Particle physics, fluid mechanics, plasma physics, and optics are some of the subdisciplines that play an important role in the space program. To carry out the necessary research to address these scientific issues, countries such as the United States, Europe, the Soviet Union, and Japan have developed a variety of space missions, often in a coordinated manner. The focus of research in space physics was later extended to understanding the characteristics of the Sun as an average star and as the main source of energy for the rest of the solar system, as well as exploring the space between the Sun and Earth and other planets (see interplanetary environment). Space scientists can specialize in many different fields related to the study of space, planets, and life in the universe such as astrophysics, biology, chemistry, geology, meteorology, and physics.
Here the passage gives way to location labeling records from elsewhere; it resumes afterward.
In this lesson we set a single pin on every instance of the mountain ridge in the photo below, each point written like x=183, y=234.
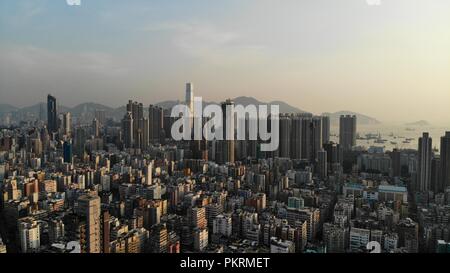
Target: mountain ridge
x=118, y=112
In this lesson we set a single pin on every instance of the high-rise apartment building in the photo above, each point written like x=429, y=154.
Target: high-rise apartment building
x=445, y=162
x=88, y=206
x=347, y=132
x=52, y=115
x=424, y=163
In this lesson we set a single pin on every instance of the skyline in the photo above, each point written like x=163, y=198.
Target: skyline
x=395, y=56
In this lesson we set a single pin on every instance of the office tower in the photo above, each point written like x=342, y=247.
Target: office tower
x=396, y=163
x=424, y=163
x=296, y=137
x=145, y=125
x=96, y=128
x=148, y=174
x=198, y=217
x=88, y=206
x=52, y=115
x=199, y=149
x=222, y=225
x=326, y=129
x=281, y=246
x=137, y=114
x=67, y=151
x=200, y=239
x=310, y=215
x=156, y=124
x=408, y=235
x=225, y=148
x=67, y=123
x=127, y=129
x=359, y=238
x=2, y=246
x=190, y=96
x=445, y=162
x=29, y=235
x=334, y=156
x=306, y=137
x=322, y=168
x=55, y=230
x=334, y=238
x=347, y=132
x=159, y=239
x=80, y=141
x=435, y=179
x=285, y=136
x=296, y=202
x=105, y=220
x=316, y=130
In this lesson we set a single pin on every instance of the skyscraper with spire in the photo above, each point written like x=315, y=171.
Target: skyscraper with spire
x=445, y=162
x=424, y=163
x=52, y=116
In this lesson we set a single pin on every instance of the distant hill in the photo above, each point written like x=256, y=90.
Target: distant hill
x=420, y=123
x=243, y=100
x=360, y=118
x=86, y=110
x=6, y=108
x=284, y=107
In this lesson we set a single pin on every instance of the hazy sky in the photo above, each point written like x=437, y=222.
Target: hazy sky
x=389, y=61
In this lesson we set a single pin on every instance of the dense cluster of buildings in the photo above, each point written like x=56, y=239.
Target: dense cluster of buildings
x=109, y=186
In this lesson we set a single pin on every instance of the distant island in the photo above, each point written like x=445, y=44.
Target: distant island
x=420, y=123
x=119, y=112
x=360, y=118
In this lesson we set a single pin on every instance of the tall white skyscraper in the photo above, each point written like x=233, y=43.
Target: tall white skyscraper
x=424, y=163
x=325, y=129
x=347, y=132
x=190, y=96
x=88, y=206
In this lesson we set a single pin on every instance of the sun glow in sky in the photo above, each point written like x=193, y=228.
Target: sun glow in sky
x=389, y=61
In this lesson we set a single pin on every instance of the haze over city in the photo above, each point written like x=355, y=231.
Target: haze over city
x=388, y=61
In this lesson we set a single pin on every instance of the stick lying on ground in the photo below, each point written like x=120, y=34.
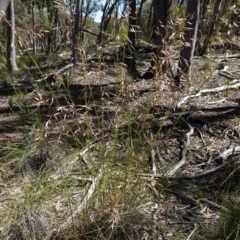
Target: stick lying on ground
x=205, y=91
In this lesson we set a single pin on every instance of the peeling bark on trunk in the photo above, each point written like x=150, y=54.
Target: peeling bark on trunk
x=213, y=27
x=3, y=7
x=75, y=33
x=107, y=12
x=11, y=47
x=189, y=41
x=131, y=41
x=161, y=12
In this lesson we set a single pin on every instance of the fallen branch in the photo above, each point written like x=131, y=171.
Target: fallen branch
x=211, y=90
x=223, y=156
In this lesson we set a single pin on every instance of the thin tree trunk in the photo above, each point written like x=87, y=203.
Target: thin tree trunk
x=189, y=41
x=75, y=33
x=107, y=12
x=131, y=41
x=11, y=47
x=33, y=29
x=213, y=26
x=3, y=7
x=161, y=12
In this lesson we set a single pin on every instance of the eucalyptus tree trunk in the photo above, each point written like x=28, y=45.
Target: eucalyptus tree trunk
x=161, y=13
x=107, y=12
x=3, y=7
x=11, y=46
x=189, y=39
x=33, y=28
x=131, y=41
x=213, y=27
x=75, y=33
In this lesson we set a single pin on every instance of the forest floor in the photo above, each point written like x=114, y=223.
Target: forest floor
x=96, y=155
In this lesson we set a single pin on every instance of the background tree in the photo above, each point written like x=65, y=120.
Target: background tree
x=189, y=39
x=11, y=45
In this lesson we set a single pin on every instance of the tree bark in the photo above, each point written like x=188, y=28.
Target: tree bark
x=161, y=13
x=75, y=33
x=213, y=26
x=11, y=47
x=107, y=12
x=131, y=41
x=189, y=39
x=3, y=7
x=33, y=28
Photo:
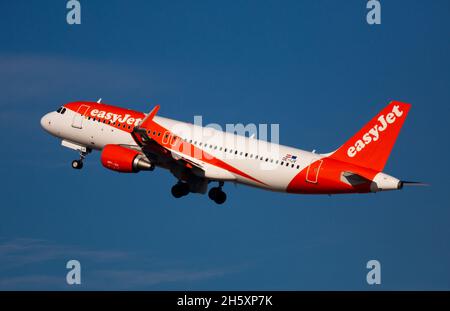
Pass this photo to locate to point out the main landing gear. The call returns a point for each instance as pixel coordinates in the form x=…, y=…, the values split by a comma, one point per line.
x=217, y=195
x=78, y=164
x=180, y=189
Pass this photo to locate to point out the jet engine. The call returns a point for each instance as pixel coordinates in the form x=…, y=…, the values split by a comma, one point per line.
x=124, y=160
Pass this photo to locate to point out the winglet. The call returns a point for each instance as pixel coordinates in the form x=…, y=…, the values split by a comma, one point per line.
x=149, y=118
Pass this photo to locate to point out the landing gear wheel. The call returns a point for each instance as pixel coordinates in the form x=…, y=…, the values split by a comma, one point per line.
x=179, y=190
x=77, y=164
x=221, y=197
x=213, y=193
x=217, y=195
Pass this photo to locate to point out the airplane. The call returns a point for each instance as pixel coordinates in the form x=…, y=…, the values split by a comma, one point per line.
x=131, y=141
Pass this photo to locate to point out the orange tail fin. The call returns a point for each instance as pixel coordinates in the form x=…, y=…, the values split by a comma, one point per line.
x=371, y=146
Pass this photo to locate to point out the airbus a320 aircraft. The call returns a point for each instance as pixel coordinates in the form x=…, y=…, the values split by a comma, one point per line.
x=131, y=141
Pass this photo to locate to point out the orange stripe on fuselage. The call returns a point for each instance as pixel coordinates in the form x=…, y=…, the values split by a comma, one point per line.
x=116, y=114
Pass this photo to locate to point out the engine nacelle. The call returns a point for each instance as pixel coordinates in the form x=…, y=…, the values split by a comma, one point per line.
x=124, y=160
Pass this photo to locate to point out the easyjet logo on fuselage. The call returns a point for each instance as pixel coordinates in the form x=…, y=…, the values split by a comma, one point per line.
x=128, y=119
x=374, y=133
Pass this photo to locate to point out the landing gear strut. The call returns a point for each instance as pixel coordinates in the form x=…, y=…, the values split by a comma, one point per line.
x=78, y=164
x=180, y=189
x=217, y=195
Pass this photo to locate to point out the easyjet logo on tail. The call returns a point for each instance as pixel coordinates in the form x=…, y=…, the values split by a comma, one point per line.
x=384, y=121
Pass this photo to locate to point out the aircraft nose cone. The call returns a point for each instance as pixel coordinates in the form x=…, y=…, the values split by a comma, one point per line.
x=46, y=122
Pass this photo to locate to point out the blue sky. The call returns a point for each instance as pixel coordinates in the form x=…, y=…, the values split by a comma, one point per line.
x=315, y=67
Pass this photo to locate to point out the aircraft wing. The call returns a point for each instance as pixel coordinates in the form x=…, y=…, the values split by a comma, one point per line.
x=153, y=147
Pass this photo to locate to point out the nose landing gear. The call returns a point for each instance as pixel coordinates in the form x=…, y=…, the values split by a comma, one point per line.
x=78, y=164
x=217, y=195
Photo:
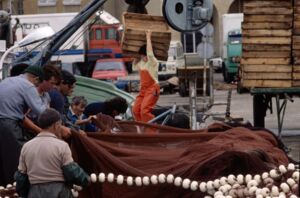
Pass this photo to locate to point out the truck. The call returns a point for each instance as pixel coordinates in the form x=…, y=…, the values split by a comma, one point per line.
x=86, y=46
x=175, y=60
x=232, y=45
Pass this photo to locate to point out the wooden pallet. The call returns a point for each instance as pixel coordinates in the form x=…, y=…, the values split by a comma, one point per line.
x=296, y=45
x=267, y=43
x=134, y=36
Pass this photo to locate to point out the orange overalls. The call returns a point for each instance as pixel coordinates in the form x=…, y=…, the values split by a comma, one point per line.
x=147, y=98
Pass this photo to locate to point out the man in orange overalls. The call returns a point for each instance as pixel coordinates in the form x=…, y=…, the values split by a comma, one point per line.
x=147, y=65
The data can come from satellites, telescope images, experiments on the International Space Station, field work in different regions of Earth or even heavenly bodies that have fallen to Earth. However, most space science is still carried out by robotic spaceships in Earth orbit or on missions to various bodies in the solar system. In addition, a spacecraft enters the atmosphere at a shallow angle to avoid friction caused by excessively high speeds. Variations in space weather can cause geomagnetic storms that interfere with the operation of satellites and even terrestrial systems such as power grids.